L’important dans le travail du chorégraphe avec le danseur, c’est la communication, indique Amy Poirier. «On a le fil conducteur de la chorégraphie. @R:Mais les danseurs vont nous dire vers quoi ils veulent aller. On va aller chercher ces atouts-là. Le fil conducteur part de nous et après on développe avec les danseurs.»

Malgré tout, Amy Poirier ne cache pas qu’elle est plus nerveuse d’agir comme chorégraphe que d’être sur la scène et danser. «Moi je trouve ça plus stressant comme chorégraphe parce que tu n’as pas le contrôle de ce qui se passe. Rendu sur la scène, tu peux juste regarder et tu croises les doigts.»

Musique

L’importance du numéro et la scène différente ne sont pas les seuls défis auxquels sont confrontés les chorégraphes associés à Révolution. Il y a aussi la contrainte de temps et la musique.

Dans le premier cas, Amy Poirier a été chanceuse lors de la deuxième saison puisque Clara est passée au début des auditions. Elle a donc eu plus de temps pour préparer ensuite le face-à-face. Mais par la suite, les différentes étapes se seraient enchainées plus rapidement.
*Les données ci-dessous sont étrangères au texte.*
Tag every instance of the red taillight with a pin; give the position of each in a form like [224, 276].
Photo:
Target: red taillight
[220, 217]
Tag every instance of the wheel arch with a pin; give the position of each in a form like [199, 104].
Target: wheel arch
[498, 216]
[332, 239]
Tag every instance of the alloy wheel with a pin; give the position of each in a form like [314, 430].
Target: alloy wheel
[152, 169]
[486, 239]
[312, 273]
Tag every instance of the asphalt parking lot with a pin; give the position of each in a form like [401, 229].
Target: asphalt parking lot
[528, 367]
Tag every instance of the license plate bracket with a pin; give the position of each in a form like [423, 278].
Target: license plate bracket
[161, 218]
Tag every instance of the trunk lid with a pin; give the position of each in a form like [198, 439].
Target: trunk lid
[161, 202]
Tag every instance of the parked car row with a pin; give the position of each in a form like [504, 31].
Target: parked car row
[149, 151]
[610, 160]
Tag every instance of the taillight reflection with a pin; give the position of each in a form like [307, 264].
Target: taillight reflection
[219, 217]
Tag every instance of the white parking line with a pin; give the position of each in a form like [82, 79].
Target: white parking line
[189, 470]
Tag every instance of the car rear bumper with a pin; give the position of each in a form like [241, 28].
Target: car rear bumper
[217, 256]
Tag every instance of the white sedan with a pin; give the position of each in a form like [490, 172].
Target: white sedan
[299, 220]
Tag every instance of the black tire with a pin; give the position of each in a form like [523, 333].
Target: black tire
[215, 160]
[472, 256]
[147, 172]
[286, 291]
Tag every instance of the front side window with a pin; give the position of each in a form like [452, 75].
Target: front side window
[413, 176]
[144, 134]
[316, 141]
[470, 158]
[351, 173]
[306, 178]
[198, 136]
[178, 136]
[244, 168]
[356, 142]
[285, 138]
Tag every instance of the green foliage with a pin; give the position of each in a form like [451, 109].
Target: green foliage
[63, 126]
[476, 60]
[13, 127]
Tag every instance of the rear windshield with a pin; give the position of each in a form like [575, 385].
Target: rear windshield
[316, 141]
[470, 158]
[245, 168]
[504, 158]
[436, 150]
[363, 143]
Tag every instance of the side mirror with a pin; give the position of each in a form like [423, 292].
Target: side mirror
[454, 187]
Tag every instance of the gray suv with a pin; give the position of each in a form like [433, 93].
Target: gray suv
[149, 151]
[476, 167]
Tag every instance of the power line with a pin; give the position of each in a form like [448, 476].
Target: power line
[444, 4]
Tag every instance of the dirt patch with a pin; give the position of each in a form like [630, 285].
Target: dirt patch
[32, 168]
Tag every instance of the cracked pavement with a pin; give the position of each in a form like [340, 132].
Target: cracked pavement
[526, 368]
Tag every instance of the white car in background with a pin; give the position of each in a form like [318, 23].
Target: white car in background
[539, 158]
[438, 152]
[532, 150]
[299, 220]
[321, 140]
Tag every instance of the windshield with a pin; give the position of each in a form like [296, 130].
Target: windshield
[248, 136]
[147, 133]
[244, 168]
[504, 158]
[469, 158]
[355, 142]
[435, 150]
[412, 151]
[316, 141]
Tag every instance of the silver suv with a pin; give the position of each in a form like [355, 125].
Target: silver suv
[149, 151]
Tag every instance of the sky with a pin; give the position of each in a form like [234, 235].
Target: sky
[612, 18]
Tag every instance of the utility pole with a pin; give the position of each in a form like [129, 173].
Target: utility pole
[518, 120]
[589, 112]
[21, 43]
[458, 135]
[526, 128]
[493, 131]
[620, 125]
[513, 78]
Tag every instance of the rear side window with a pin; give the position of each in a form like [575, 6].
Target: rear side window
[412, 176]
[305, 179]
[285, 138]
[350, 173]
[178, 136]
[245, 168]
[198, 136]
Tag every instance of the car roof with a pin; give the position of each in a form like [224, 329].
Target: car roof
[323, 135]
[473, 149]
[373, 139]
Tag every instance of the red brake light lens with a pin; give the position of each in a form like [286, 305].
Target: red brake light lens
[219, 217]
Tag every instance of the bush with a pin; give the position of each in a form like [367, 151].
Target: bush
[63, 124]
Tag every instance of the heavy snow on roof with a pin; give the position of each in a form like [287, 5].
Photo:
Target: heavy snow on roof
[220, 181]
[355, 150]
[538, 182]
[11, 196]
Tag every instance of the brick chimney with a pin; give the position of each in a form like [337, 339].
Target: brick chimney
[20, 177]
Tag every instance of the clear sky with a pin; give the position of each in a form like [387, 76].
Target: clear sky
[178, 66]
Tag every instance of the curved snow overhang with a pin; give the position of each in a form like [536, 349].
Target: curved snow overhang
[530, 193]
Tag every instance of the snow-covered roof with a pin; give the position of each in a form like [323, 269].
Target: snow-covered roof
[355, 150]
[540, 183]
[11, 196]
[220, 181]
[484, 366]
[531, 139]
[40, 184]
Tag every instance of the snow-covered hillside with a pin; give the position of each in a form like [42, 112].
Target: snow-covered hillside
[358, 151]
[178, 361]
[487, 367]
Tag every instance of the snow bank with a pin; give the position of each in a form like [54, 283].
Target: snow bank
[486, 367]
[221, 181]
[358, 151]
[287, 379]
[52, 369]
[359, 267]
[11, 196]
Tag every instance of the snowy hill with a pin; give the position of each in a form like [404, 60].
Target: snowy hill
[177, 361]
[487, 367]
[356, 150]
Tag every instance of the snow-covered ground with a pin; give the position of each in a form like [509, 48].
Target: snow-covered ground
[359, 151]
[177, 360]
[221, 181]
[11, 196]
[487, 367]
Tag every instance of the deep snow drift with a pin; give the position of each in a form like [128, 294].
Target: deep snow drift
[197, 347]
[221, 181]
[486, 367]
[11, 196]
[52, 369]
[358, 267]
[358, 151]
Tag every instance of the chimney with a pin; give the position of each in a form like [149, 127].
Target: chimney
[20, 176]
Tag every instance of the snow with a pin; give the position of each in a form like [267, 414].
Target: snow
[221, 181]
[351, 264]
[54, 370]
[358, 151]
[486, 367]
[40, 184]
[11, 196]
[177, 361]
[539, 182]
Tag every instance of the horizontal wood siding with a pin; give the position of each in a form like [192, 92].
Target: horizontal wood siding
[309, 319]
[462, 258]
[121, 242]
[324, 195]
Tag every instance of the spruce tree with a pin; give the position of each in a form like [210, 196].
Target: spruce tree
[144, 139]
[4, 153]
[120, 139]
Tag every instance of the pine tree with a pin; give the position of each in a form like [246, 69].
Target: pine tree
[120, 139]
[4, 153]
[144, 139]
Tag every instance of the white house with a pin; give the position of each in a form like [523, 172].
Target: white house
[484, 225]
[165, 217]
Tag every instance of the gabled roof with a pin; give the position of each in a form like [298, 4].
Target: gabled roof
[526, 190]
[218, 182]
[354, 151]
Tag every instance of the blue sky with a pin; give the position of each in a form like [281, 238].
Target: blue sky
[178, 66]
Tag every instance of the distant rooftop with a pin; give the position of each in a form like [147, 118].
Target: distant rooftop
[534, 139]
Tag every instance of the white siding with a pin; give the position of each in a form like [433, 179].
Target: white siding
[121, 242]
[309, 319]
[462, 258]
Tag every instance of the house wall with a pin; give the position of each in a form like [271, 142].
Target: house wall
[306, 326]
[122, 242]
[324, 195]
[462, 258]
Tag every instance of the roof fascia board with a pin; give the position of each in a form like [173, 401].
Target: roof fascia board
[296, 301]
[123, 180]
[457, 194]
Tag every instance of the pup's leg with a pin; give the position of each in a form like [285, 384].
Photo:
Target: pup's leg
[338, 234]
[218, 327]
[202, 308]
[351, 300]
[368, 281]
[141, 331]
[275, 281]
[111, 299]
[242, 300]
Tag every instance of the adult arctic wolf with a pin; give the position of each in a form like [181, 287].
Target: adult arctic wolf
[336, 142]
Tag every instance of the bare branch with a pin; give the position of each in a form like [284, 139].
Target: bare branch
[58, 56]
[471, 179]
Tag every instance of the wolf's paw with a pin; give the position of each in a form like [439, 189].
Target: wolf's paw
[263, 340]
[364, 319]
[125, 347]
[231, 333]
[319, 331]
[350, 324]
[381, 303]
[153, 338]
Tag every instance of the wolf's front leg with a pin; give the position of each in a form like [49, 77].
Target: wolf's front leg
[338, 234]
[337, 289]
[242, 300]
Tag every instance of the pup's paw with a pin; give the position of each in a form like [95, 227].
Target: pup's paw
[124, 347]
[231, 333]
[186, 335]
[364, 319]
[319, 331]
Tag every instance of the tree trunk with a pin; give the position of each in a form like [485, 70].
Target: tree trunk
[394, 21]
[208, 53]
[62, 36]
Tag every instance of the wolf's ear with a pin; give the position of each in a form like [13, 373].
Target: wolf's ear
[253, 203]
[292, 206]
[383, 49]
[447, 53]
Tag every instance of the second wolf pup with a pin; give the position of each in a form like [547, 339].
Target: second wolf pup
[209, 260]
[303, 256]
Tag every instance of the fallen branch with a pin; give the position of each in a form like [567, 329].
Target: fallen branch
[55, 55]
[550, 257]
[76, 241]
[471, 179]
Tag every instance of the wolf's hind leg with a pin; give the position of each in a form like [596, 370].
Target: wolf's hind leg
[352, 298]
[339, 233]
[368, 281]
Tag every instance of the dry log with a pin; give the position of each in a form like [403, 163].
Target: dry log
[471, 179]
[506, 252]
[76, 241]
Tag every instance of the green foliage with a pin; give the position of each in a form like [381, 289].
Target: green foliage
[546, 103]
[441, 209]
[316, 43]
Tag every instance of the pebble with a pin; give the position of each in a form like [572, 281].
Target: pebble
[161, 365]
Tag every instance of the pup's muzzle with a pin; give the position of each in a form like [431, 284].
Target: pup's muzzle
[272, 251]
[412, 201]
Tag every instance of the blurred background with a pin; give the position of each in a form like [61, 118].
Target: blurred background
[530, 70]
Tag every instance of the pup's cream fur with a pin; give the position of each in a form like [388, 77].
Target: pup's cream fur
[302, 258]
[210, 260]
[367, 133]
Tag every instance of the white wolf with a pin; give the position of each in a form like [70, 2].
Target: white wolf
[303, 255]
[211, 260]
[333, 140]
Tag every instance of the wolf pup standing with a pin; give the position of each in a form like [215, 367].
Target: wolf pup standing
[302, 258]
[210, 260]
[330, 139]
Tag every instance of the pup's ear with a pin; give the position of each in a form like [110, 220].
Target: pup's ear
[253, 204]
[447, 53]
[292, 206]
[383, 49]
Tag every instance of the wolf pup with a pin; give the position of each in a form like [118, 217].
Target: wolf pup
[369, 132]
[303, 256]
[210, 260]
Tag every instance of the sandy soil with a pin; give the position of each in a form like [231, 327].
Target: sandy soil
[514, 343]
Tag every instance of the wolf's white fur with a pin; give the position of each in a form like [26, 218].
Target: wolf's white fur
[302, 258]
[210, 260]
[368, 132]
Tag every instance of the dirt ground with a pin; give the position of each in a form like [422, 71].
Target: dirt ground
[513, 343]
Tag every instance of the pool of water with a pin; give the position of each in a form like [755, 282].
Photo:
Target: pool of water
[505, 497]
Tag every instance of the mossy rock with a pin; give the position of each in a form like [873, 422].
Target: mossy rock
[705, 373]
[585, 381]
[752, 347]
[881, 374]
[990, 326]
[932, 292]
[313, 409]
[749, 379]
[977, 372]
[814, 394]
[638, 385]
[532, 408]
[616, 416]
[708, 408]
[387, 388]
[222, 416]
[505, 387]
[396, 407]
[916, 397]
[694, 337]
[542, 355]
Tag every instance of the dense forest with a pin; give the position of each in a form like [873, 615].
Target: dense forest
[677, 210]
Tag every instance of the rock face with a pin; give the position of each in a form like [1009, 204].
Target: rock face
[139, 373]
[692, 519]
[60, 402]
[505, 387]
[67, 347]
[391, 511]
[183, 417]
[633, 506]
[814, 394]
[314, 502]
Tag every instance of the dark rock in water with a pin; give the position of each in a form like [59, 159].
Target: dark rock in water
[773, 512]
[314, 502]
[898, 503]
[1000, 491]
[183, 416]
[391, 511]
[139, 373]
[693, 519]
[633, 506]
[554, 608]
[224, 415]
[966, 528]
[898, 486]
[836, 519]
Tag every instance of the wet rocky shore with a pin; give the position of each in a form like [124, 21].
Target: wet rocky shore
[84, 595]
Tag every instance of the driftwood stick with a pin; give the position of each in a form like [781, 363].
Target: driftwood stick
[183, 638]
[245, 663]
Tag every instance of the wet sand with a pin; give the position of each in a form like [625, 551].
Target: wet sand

Du côté de la musique, c’est un défi supplémentaire lié à la télévision. «Pour les préauditions ont choisi nos musiques. Ensuite, les participants font une liste de 10 chansons en français et 10 en anglais et c’est la production qui choisit.»

Et tu espères que le choix se portera sur tes musiques favorites et non pas sur un des derniers choix proposés. «Avec Clara c’est arrivé. Elle est tombée sur un de ces choix qui étaient parmi ses derniers. Et là il faut voir ce qu’on fait. Et finalement, ç’a vraiment fait quelque chose de bien et on a eu du plaisir.»

:Amy Poirier a accompagné aussi plusieurs danseurs et professeurs de l’école de danse de Buckingham aux préauditions de la 3e saison de l’émission. Elle est toujours en attente de la confirmation du retour pour la prochaine saison.

Le moment Révolution

Un des éléments importants dans une chorégraphie pour l’émission est le moment révolution, ce moment où une image est prise de 360 degrés. «Ça devient de plus difficile d’année en année parce qu’on a l’impression qu’on a tout vu. Il faut réinventer quelque chose.»

«Souvent ce qu’on va faire, c’est chorégraphier le solo de A à Z et par la suite, on va trouver c’est quoi le point fort de la chorégraphie. Et si on n’en trouve pas, on va essayer d’incorporer quelque chose dedans.»

Il faut aussi s’assurer que le tout soit harmonieux avec le reste de la danse et la musique. Il ne faut pas qu’il soit vu comme l’élément important. «Il faut que ce soit un élément de surprise. C’est toute une façon de penser, c’est un jeu, c’est un casse-tête, mais c’est vraiment le fun à faire.»